Friday, September 23, 2011

Pork Schnitzel

This is probably the first time that I can ever say that I designed a meal around a mustard.  Yup.  You read it right - mustard.  Alex and I picked up a jar of this Jalapeno IPA Mustard from My Friend's Mustard back in March at the Get Real NY Craft Beer & Food Festival that has been sitting in our cupboard, lonely and dejected, ever since then.  In an effort to finally use some of our delicious beer mustard, I came up with this recipe.  I know that schnitzels don't traditionally use panko breadcrumbs, cornmeal and Parmigiano-Reggiano as the breading, but panko is my go to breadcrumb and lately I have really been enjoying the combination of panko and cornmeal for a little extra crunch/crispy texture for the crust.  So I went with it.  I also love how Parmgiano-Reggiano turns a wonderful golden brown and adds a lovely salty flavor when roasted or pan-fried as part of the breading, so I threw that in too.  Generally I would also add some herbs or other seasoning to the flour and the breadcrumb mixture, but since we were pairing the schnitzels with the spicy mustard, I didn't want to have too many competing flavors and I just threw in some s&p.  So I'm not really sure if this is a schnitzel or a milanese or some other random dish, but I'm going to pretend it's a schnitzel because that is what I was thinking of when I made it, and call it a day.

So there are some pros and cons to the dish.  The coating on the schnitzel was marvelous and the pork was perfectly cooked.  Alex and I were both in complete agreement on that.  I was actually surprised by how juicy the pork was seeing as I didn't have time to brine it or anything.  Next time I will go ahead and brine or marinate the pork so that the pork itself soaks up a little more flavor, because as juicy as the pork was you could have been eating any sort of meat under that wonderful breading.  Depending on what I intend to serve with my schnitzel I will also add some seasonings/herbs to the breadcrumbs.  Another alternative to make the dish seem a little (or a lot) lighter would be to serve it with lemon wedges and an arugula salad lightly dressed with lemon juice, evoo and a sprinkle of flaked sea salt.  You could also very finely mince up some flat-leaf parsley or thyme and a garlic clove and throw the herbs in with the breadcrumbs for some extra freshness and flavor.  Basically, it's a really great base recipe for you to play with and season to your own liking!

Recipe after the jump!

Pork Schnitzel

1 lb pork loin, cut into 1-inch slices
1/2 cup flour
2 eggs, lightly beaten
1/4 cup corn meal
1/4 cup Parmigiano-Reggiano
1 cup panko bread crumbs
3 tbsp evoo
1 tbsp butter
lemon wedges
whole grain mustard (we used My Friend's Mustard Jalapeno IPA Mustard)

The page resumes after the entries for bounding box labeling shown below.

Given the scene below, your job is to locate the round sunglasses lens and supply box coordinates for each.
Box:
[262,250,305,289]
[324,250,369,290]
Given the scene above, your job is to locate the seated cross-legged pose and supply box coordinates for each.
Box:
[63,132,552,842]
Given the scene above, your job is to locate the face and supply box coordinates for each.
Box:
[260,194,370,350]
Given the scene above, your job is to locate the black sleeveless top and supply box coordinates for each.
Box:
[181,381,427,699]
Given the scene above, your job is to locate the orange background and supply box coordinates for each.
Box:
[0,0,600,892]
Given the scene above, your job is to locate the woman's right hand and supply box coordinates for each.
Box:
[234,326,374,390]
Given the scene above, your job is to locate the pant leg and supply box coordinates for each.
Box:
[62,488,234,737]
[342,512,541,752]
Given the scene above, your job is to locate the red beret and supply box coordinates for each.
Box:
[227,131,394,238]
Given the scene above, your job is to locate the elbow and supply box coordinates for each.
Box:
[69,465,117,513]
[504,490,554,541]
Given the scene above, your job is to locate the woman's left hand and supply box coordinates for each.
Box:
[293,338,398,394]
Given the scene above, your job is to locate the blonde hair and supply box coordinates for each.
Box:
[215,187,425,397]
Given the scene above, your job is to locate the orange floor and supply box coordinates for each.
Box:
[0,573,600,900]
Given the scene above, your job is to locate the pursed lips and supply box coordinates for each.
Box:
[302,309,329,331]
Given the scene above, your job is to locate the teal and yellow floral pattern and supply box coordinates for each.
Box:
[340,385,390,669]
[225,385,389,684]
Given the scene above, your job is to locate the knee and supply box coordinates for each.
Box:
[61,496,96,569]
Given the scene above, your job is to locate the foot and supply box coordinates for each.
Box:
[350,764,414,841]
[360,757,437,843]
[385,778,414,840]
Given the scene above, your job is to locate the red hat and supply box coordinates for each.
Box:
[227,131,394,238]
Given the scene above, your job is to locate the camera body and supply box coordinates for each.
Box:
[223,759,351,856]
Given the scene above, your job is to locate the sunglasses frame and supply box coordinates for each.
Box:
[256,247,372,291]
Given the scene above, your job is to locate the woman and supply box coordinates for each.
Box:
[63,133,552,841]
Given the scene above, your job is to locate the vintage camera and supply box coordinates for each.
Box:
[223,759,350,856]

Place each slice of pork loin between 2 sheets of plastic wrap on a cutting board. Using a meat mallet, carefully pound the pork slices until they are uniformly 1/4 inch thick.

Season flour with s&p. Combine lightly beaten eggs and 1 tbsp milk in a shallow dish. Combine corn meal, parm-reg and panko in another shallow dish and season with s&p.  Dip each slice into the flour mixture, then the egg, and then the panko breadcrumb mixture.  Be sure to shake off excess flour and egg before proceeding onto the next step.  Coat both sides of the pork in panko mixture, patting to make sure panko adheres if necessary.  Set aside and repeat with remaining pork.

In a large nonstick saute pan, heat 3 tbsp evoo over medium heat until just smoking. Add the butter and allow it to foam for 10 to 15 seconds.  Place the pork in the pan without crowding it and cook until golden brown and crispy, about 3 minutes. Using tongs, carefully turn the pork and cook on the other side until golden brown, about 3 more minutes. Add more oil if necessary, 1/2 tablespoon at a time, to avoid scorching the breading.  Remove pork from the pan and set aside on a serving platter. Repeat with remaining pork.

Serve pork with lemon wedges and mustard.